In the first post-election Sunday, the NFL might want a recount.
Let’s dig into the numbers:
Thursday Night Football (Fox/NFL Network): Green Bay thrashed San Francisco, and a much-hyped rivalry game fizzled. The game drew 13.17 million viewers, a 6 percent drop-off from last year’s San Francisco-Arizona game.
CBS doubleheader: CBS saw a decline in the first half of its Sunday doubleheader, but a rebound in the second. In the early game, which was largely Baltimore-Indianapolis, 10.23 million viewers tuned in, a drop-off of 11 percent from last year.
The afternoon’s marquee matchup — in name, if not in talent — was Pittsburgh-Dallas, and that drew 22.71 million viewers, up 2 percent from 2019. Big names and big teams continue to draw big ratings.
Fox singleheader: The regional telecast, in which most viewers saw either Carolina-Kansas City or Raiders-Chargers, didn’t resonate with viewers. Totals were 15.74 million viewers, down 14 percent from 2019.

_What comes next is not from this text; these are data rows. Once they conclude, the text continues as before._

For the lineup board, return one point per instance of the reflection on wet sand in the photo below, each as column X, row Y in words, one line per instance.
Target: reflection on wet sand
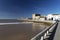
column 38, row 27
column 20, row 31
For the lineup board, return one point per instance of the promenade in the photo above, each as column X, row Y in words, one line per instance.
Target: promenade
column 57, row 34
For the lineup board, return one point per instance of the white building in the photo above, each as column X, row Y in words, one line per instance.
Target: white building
column 53, row 17
column 38, row 17
column 35, row 16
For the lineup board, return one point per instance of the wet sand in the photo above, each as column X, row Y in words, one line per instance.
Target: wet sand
column 20, row 31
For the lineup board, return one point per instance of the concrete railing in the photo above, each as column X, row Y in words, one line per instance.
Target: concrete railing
column 43, row 34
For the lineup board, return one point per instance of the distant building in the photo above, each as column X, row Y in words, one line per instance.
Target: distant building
column 53, row 17
column 36, row 16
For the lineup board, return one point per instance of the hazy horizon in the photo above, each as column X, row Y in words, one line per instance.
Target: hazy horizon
column 12, row 9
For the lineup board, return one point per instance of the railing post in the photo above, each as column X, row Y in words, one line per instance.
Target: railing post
column 45, row 35
column 47, row 32
column 42, row 38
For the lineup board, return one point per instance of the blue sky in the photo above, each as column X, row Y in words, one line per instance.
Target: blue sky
column 25, row 8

Sunday Night Football (NBC): What seemed like a gem of a matchup, a New Orleans-Tampa Bay rematch of one of the highest-rated games of the season, turned into a chance for much of America to catch up on sleep when New Orleans went up 31-0 in the first half. The broadcast recorded 16.88 million viewers, a 23 percent decline from 2019’s marquee Ravens-Patriots (with Tom Brady) game. SNF continues to be a ratings struggle; nine of the 10 games this season are down from 2019, with five of the past six down by double digits, according to Sports Media Watch.
Monday Night Football (ESPN): We knew this was a dog of a game going in, and the Patriots and Jets proved us right, drawing 9.83 million viewers. That marked a 30 percent drop from 2019’s Cowboys-Giants matchup ... back when the NFC East was merely bad, not terrible. Per Sports Media Watch, this was ESPN’s lowest-rated Week 9 game since Browns-Ravens in 2004.
Starting now, we’ll see how strong the NFL is relative to prior years. With the presidential election (mostly) in the rear-view mirror, more Americans staying home as the weather cools, and time-displaced sports either done or not yet starting, the NFL has the stage to itself. Let’s see how many people show up in Week 10.